Friedman grew up in Parkland, Florida, where a gunman killed 17 people at a high school in 2018. Friedman wasn’t at that shooting, but his hometown neighbors and friends felt the shockwaves of that mass shooting.
His connection to gun violence fueled his interest in gun law research. It was during the course of that research that Friedman stumbled upon an apparent oversight in an increasingly popular legal tool used to keep guns out of dangerous hands.
“I noticed that precursor parts weren’t mentioned under the definition of firearms for gun violence restraining orders,” Friedman explained.
Gun Violence Restraining Orders, or GVROs, allow police to remove firearms from people deemed by a judge to pose a danger to themselves, their family or the community.
Earlier this month, Chula Vista police say they used a GVRO to confiscate a cache of weapons from the husband of missing Chula Vista mother Maya Millete. The order was requested after police say they found a photo with one of the couple’s young children surrounded by firearms.
According to the GVRO, most of the 14 firearms CVPD seized were unserialized, also known as ghost guns. Millete’s husband has denied any involvement in her disappearance.
Because those homemade guns were finished and functional, police could and did seize them. But had police found unassembled gun parts like these, officers wouldn't have been able to take them because the parts aren’t considered guns under the law.
“When I found out these ghost guns are not subject to California’s gun violence restraining orders,” said Assemblywoman Cottie Petrie-Norris (74th District - Orange County). “I was shocked, and I knew something had to be done to close this dangerous loophole”
Petrie-Norris worked with Friedman to author State Bill 1057, which classifies ghost gun parts as weapons that could be seized through a GVRO.
The bill has the support of the San Diego City Attorney’s office, which told NBC 7 Investigates that from 2018 to 2020, GVROs were served in roughly 550 cases.
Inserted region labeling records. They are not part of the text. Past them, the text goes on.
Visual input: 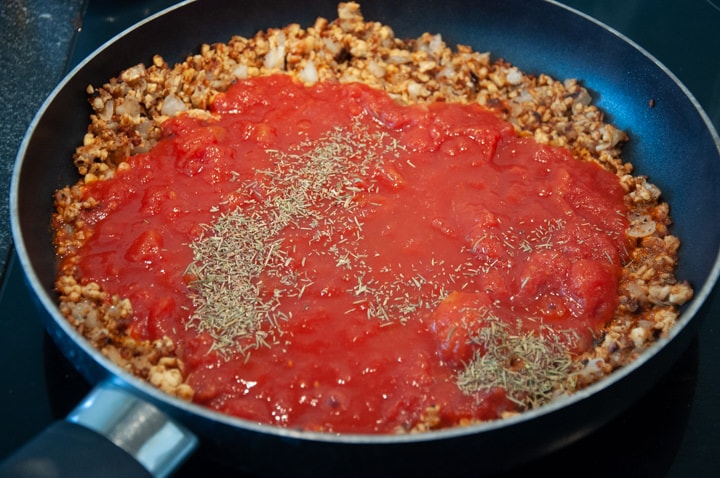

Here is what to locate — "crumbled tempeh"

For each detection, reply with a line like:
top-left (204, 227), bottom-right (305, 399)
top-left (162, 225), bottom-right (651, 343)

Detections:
top-left (54, 2), bottom-right (692, 422)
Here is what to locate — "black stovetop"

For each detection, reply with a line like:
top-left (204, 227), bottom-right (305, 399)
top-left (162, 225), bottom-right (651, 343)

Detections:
top-left (0, 0), bottom-right (720, 477)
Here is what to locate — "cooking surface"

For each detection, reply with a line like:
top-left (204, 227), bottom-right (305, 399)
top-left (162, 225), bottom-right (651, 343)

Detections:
top-left (0, 0), bottom-right (720, 477)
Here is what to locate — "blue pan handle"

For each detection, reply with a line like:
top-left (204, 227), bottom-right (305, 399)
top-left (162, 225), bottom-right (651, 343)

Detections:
top-left (0, 382), bottom-right (197, 478)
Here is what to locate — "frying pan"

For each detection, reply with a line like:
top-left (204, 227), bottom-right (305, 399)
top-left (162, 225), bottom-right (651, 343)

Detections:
top-left (0, 0), bottom-right (720, 476)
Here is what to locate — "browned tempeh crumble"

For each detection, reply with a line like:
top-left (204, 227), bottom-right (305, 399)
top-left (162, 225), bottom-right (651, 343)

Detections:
top-left (53, 2), bottom-right (692, 427)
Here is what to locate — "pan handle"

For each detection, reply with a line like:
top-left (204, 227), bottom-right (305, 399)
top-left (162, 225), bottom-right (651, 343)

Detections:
top-left (0, 382), bottom-right (198, 478)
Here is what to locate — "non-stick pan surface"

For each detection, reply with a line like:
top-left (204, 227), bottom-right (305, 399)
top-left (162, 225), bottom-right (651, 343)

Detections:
top-left (11, 0), bottom-right (720, 476)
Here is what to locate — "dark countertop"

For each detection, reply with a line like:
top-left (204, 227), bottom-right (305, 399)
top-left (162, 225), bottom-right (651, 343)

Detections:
top-left (0, 0), bottom-right (720, 477)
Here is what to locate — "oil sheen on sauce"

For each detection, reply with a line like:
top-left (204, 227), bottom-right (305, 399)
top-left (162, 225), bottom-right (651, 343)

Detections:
top-left (70, 75), bottom-right (626, 433)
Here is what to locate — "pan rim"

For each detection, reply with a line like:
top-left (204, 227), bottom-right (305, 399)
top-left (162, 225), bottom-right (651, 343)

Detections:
top-left (10, 0), bottom-right (720, 444)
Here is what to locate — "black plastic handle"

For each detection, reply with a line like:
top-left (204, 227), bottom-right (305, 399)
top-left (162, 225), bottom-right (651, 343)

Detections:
top-left (0, 382), bottom-right (197, 478)
top-left (0, 420), bottom-right (152, 478)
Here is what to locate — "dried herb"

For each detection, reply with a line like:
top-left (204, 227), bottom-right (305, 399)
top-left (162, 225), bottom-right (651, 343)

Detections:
top-left (457, 308), bottom-right (576, 410)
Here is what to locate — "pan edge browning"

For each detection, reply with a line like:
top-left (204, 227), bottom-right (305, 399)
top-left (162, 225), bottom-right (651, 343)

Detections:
top-left (49, 3), bottom-right (692, 431)
top-left (11, 1), bottom-right (720, 476)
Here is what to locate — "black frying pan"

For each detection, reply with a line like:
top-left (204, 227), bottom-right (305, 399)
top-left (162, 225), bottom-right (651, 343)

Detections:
top-left (5, 0), bottom-right (720, 476)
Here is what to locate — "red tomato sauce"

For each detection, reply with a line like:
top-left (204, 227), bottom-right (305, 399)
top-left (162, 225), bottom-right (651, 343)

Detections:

While we don’t know how many of those cases included ghost guns; 36% of them were linked to family violence; one-third were linked to suicide or self-harm; 16% involved threats to strangers; 11% were threats to acquaintances or neighbors, and 8% were threats to schools or workplaces.
The City Attorney also said they saw a spike in suicide threats during 2020, and recently hit a milestone of confiscating more than 1,000 guns through GVROs, including 48 assault weapons.
“This is a huge problem,” said Petrie-Norris. “Because we have gun violence restraining orders in place to protect our community from people who we know are dangerous. Right now, these people are not allowed to have traditional guns, but they’re allowed to have and to build ghost guns, that is a huge danger to the community, so we’ve got to close that loophole to keep all of us safe.”
Bill 1057 passed through the Assembly unanimously, and just this week it was assigned to a committee in the state Senate, which it must also clear before it can get to the governor’s desk.
Petrie-Norris is confident the bill will become law, but said ultimately California can only do so much.
She said people will just drive across state lines to circumvent the law until there is real gun reform at the federal level.